Winfield Courier, March 11, 1880.
We had occasion to visit the north part of Richland town­ship, last week, in company with Mr. Lemmon, and saw many things on our way which are encouraging for the future of Cowley, and which add to our pride in our county.
We particularly noticed the large farm of T. R. Carson, of 640 acres, well fenced with miles of wire, stone, and hedge, with a large windmill that can be seen in the distance for miles, with large reservoirs for water and conductors carrying the water to several stockyards, with a stone viaduct through which his cattle pass under the roads to the stockyards and water tanks, with plenty of large barns, sheds, stables, and everything convenient for large operations. The farm is well stocked with hogs and cattle of best grades, and his large mule teams were busy plowing for spring crops.

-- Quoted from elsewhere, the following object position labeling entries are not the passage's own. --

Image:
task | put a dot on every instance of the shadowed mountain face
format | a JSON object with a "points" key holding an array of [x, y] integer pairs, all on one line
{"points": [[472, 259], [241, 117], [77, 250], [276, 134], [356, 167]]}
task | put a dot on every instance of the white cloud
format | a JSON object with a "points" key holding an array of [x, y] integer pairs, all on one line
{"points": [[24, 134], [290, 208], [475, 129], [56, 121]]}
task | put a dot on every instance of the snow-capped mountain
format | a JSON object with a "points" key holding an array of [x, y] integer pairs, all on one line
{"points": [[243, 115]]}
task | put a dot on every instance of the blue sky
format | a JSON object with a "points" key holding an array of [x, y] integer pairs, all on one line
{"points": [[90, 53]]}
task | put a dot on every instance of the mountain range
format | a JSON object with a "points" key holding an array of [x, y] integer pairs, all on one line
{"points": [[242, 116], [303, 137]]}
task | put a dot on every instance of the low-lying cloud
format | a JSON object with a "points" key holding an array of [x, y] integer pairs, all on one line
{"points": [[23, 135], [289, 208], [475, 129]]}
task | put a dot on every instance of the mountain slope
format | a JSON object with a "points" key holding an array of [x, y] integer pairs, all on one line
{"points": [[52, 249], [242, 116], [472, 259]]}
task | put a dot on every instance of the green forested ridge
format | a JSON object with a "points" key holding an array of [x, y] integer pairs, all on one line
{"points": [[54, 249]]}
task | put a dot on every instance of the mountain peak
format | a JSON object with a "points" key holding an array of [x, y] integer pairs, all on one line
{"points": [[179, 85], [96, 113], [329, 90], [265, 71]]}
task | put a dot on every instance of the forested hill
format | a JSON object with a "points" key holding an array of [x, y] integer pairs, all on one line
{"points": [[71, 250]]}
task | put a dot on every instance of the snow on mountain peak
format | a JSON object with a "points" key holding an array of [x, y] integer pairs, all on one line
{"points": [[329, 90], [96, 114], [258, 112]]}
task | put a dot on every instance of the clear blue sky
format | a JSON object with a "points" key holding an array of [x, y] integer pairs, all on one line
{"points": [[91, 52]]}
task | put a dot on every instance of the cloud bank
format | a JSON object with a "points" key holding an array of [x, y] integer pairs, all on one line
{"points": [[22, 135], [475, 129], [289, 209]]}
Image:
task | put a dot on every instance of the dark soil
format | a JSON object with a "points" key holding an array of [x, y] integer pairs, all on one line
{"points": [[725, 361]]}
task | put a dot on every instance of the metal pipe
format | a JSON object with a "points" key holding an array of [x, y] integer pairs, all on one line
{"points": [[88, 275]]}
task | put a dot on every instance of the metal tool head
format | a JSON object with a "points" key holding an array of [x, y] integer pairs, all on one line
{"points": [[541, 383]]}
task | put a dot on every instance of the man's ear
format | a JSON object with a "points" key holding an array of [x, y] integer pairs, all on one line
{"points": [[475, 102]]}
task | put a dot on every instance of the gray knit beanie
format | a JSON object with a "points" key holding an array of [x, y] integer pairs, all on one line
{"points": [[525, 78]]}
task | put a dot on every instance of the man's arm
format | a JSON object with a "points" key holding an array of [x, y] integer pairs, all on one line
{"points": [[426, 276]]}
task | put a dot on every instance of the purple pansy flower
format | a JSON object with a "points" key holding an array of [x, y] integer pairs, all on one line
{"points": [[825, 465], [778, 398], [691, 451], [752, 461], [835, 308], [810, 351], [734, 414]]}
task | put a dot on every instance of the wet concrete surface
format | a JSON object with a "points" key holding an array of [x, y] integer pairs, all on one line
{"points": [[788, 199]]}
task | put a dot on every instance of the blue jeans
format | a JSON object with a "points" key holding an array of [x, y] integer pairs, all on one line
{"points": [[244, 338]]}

Thomas J. Carson married Pearl Douglass. Their only child, Lois Carson, was born in Winfield in 1918. The Carson family migrated from New York state and her paternal grandmother's family, the Footes, who settled near Atlanta, Kansas, originally came from England. The Douglass family had come from Mexico, Missouri, via Nebraska, in the early 1900s. They originally came from Scotland.
Tommy Carson rented the Bish bakery on east Seventh street in the early 1920s. Lois Carson married Vern D. Livengood in September of 1940 and their story is told in the 1990 book entitled "Cowley County Heritage."

The Cowley County Historical Society, while holding its annual meeting in 1972, had Tommy Carson as a guest speaker.
Tommy Carson was born in 1893 in Atlanta, Kansas. His family moved to Winfield. He was a baker who built and ran his shop at 216 West Ninth Street.
In his speech he commented on several things.
At one time the city water works were two blocks east of the Baden Flour mill.
There was a pest house, the size of a box car, at the fairgrounds by the barn. There was an oil well in the Fair­grounds.
The Hill park included Wildcat Glen/canyon.
The Hiatt park had a cave and a mineral water springs.
The Barnes Pecan grove, south of the fairgrounds, became Riverside park and later a part of the Hiatt park. It is now part of the Fairgrounds.
After you washed your buggy at the 19th street ford, you could cross the ford and drive up Cedar canyon past the lime kiln and the way station onto the hill where the Country Club is.
The Hackney block housed the Winfield Plumbing and Heating Co., the Hudson automobile agency, The Winfield Wholesale Grocery and the original Winfield Dillon’s store.
The Baptist church had the first pipe organ west of the Mississippi River. The bellows were run by water.